Brusquement, il posa son pied sur la tête du cadavre et dit:

—Maintenant, je suis seul roi de France!...

Pendant ce temps, Catherine de Médicis râlait dans son lit, agonisante, comme si elle n'eût attendu que ce dernier coup de son effroyable génie pour mourir...

Pardaillan, avons-nous dit, avait remonté l'escalier. Sans se soucier du tumulte qui se déchaînait dans le château, il montait sans hâte, et, bientôt, il parvint à sa chambre. Tout droit, sans s'arrêter, il alla à la porte qui faisait communiquer cette chambre et passa dans la pièce voisine.

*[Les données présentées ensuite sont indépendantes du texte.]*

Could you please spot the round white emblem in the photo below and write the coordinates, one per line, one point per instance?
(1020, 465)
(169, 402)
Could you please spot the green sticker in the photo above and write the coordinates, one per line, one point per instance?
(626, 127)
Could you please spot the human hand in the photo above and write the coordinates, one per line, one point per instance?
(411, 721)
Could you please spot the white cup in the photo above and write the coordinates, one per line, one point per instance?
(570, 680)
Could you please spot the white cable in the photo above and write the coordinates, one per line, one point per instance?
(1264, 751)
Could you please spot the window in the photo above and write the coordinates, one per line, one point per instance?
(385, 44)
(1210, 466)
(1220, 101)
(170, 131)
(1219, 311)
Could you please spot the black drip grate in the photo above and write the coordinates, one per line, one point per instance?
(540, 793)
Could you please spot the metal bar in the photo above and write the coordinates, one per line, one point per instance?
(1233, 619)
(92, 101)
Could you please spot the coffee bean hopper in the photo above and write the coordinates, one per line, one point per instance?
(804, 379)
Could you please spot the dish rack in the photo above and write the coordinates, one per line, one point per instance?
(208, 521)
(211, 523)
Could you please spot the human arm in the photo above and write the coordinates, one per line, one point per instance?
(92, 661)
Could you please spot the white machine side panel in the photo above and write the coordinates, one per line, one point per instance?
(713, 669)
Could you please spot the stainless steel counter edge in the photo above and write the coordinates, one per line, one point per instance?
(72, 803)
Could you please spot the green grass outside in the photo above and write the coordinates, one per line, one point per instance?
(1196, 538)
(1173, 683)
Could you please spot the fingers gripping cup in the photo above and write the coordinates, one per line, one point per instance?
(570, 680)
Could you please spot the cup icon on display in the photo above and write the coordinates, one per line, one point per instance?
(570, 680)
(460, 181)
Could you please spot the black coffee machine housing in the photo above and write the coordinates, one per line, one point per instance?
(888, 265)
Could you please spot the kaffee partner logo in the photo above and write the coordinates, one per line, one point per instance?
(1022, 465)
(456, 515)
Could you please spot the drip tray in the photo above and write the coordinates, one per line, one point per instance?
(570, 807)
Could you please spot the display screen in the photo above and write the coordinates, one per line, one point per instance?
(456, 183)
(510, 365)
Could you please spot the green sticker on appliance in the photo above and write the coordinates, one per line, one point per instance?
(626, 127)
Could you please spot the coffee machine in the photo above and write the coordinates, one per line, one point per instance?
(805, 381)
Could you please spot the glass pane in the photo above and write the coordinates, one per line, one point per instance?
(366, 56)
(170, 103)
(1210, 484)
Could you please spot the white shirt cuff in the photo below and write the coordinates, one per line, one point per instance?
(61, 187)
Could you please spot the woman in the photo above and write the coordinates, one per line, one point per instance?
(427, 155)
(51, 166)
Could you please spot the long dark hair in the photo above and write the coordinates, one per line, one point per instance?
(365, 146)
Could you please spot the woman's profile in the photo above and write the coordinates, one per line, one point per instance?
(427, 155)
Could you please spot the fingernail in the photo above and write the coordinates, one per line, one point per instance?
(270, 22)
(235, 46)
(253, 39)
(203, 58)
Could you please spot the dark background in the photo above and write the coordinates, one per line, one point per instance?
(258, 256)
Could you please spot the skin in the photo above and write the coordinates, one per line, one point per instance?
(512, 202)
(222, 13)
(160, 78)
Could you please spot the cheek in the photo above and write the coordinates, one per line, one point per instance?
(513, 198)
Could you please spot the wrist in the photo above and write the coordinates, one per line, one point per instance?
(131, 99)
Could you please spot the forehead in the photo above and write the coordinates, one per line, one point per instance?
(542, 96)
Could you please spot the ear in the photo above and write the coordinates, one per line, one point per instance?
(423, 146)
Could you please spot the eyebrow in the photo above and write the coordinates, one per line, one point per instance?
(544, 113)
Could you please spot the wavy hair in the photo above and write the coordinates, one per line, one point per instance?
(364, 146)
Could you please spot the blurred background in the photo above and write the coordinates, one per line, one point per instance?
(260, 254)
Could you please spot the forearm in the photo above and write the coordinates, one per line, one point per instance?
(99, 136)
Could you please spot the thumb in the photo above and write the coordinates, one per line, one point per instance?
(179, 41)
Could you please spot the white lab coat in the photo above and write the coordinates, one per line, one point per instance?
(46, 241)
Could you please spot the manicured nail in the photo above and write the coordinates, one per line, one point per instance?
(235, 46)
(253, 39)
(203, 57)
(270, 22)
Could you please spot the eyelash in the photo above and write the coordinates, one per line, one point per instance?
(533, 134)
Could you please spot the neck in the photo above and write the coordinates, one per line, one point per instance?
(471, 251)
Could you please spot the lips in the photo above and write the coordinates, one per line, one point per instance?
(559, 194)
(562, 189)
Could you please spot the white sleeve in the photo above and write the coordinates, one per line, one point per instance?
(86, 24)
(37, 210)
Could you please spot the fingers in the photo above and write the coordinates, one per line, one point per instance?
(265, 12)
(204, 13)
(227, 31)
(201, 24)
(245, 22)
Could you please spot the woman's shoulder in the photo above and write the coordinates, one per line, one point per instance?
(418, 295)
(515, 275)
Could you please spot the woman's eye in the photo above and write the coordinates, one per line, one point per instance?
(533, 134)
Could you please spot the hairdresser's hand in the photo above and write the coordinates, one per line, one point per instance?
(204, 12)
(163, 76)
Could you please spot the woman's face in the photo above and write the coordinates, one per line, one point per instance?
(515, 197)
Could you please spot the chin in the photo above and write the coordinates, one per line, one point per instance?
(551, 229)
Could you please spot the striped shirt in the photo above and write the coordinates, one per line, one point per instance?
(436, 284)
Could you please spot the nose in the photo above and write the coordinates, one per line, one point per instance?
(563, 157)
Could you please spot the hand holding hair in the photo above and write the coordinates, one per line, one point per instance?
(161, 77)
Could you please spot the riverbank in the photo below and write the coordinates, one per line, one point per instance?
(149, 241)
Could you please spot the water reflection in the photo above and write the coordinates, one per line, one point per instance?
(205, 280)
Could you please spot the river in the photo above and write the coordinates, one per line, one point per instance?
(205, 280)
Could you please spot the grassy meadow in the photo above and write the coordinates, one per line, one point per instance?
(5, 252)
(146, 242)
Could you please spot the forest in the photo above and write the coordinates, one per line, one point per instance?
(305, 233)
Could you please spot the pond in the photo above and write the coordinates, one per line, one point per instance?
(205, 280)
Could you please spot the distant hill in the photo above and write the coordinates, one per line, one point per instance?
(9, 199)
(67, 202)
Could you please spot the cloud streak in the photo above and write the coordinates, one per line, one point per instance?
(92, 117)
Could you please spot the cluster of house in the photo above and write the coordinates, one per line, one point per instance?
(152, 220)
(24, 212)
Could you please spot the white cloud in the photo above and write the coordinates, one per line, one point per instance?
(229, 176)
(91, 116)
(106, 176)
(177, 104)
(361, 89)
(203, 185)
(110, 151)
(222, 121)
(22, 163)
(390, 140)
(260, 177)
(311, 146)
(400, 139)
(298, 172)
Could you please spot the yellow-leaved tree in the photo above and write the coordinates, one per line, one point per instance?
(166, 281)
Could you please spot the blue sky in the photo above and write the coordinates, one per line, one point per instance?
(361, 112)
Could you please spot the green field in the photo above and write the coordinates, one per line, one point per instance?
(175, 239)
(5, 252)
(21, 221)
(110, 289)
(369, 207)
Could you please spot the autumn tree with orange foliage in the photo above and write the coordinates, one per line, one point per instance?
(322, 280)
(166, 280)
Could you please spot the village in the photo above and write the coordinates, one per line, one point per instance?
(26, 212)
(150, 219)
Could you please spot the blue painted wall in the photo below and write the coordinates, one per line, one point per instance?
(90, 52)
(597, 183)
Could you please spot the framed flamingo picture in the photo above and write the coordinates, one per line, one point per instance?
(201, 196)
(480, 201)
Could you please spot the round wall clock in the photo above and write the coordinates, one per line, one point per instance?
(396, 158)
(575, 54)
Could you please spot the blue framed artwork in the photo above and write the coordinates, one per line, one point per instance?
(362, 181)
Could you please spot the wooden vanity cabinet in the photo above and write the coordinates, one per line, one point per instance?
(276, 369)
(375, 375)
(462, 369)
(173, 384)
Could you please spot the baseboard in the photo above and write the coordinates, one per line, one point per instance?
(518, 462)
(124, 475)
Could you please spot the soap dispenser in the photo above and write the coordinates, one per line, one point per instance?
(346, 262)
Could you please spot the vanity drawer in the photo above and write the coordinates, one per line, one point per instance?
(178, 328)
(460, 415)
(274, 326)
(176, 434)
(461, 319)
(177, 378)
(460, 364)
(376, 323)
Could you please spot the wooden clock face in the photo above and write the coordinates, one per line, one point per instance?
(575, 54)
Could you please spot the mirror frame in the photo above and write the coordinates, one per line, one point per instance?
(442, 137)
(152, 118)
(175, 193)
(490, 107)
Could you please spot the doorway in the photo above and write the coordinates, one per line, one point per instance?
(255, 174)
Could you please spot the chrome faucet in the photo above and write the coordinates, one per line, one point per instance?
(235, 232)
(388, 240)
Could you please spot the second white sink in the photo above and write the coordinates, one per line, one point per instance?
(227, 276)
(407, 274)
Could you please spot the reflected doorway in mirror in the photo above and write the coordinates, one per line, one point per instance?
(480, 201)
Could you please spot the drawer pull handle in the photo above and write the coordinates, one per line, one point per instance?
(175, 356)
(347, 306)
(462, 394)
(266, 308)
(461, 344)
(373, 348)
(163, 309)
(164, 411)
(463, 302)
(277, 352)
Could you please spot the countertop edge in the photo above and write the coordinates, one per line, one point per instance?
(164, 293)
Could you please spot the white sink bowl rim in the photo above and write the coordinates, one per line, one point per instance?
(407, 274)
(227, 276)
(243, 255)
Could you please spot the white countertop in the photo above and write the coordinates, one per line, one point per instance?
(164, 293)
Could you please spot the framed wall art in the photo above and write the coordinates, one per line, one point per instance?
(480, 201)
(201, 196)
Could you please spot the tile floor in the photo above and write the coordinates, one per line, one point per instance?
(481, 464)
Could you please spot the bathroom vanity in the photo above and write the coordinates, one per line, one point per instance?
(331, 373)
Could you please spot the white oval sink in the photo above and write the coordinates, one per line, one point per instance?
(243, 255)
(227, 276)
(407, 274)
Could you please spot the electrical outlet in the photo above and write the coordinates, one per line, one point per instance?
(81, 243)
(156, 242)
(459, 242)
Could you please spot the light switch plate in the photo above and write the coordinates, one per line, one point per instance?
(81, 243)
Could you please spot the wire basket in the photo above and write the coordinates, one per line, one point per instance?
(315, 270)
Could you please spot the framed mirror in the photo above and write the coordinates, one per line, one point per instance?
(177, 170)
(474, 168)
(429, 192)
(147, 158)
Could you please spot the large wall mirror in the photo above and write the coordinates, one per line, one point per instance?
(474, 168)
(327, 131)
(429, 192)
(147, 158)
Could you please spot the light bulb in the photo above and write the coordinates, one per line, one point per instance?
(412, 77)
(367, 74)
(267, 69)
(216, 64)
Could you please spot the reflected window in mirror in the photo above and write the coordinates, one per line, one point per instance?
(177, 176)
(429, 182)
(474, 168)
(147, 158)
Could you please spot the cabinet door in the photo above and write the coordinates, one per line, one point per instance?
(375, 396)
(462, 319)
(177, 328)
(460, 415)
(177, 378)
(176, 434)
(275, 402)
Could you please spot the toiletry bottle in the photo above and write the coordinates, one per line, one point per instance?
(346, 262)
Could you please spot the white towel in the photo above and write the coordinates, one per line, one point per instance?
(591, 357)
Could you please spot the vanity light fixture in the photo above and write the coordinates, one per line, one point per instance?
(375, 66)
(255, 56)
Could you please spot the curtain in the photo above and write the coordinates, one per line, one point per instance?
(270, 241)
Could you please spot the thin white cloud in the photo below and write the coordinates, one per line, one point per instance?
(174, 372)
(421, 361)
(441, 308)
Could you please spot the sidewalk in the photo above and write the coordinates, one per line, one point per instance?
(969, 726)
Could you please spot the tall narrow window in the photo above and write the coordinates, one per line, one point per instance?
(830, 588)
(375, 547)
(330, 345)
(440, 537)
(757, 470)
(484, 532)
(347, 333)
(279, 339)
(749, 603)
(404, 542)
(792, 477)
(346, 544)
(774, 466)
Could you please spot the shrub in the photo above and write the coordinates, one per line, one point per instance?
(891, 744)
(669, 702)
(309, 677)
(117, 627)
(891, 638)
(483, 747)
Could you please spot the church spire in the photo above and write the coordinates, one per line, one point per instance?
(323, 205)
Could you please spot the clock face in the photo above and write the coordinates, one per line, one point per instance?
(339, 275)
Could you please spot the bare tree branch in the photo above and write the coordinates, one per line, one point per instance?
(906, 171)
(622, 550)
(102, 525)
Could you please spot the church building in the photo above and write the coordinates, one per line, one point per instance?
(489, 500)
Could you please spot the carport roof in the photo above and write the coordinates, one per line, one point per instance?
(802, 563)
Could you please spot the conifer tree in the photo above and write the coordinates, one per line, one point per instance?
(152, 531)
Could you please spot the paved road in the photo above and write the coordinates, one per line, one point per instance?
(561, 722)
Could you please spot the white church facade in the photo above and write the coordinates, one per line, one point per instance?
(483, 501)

Là, sur le lit, un homme était étendu, bâillonné, garrotté, dans l'impossibilité de faire un mouvement. C'était Maurevert.

Pardaillan délia les jambes d'abord, puis les bras de Maurevert. Puis il lui retira son bâillon.

—Levez-vous, dit Pardaillan.

Maurevert obéit. Il tremblait de tous ses membres. Pardaillan était étrangement calme. Mais sa voix frémissait, et un frisson, par moments, passait sur son visage. Il tira son poignard et le montra à Maurevert.

—Grâce! dit celui-ci d'une voix si faible qu'à peine on l'entendait.

—Donnez-moi le bras, dit Pardaillan.